Bank staff investments via PMS amount to insider trading: Sebi
Investment made by bank employees through bank's own portfolio management scheme (PMS) would be considered as violation of Securities and Exchange Board of India (Sebi) insider trading norms, the regulator said in an informal guidance note to HDFC bank
Sebi on Friday responded on the clarification sought by HDFC Bank on whether deals under discretionary portfolio management schemes (PMS) by the portfolio manager by the employee of bank is in compliance with the provisions of Prohibition of Insider Trading (Regulation), 2015.
"Insider trading regulation unambiguously states that no insider shall trade in securities that are listed or proposed to be listed on a stock exchange, when in possession of unpublished price sensitive information (UPSI)," Sebi said in a note.

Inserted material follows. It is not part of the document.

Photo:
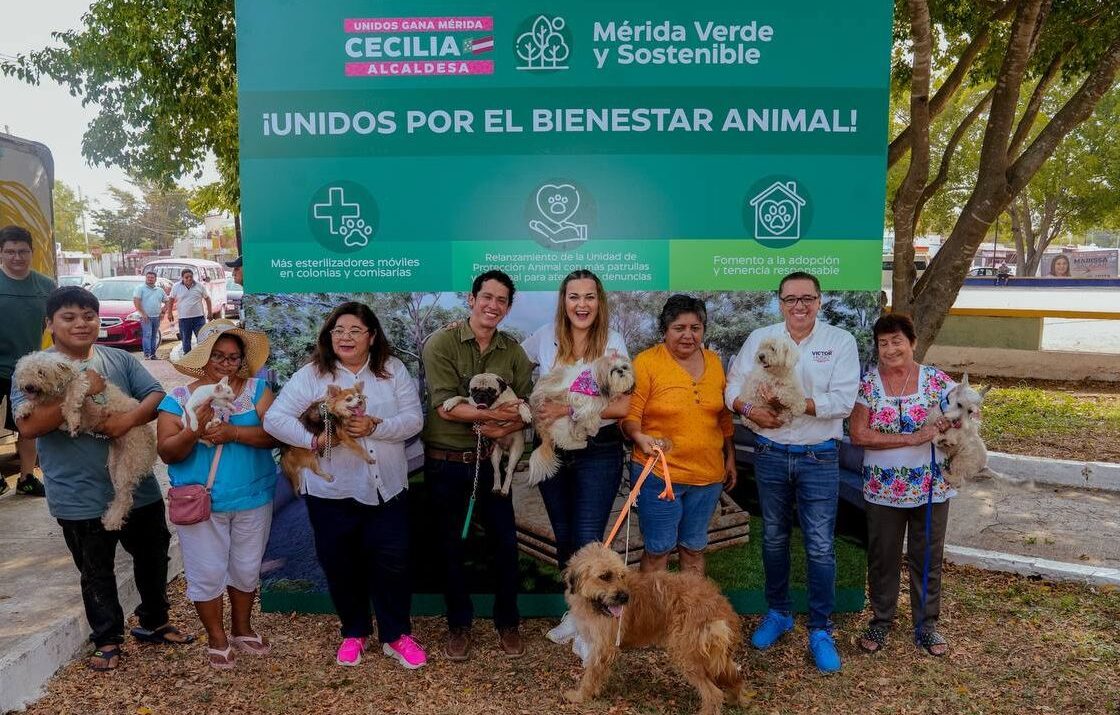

The regulation mentions that when a person trading in securities has been in possession of UPSI, his trade would be presumed to have been motivated by the knowledge and awareness of such information.
Whether the dealing is direct or indirect is not relevant, Sebi replied to HDFC Bank seeking clarity on those employees who had furnished a declaration to the effect that they do not have any direct or indirect influence or control over the specific securities selected for the PMS services.
Further, Sebi said that insider trading norms also mandate operation of a notional trading window as an instrument of monitoring trading by a designated person.The trading window shall be closed when the compliance officer determines that a person can reasonably be expected to have possession of price sensitive information, regulator noted.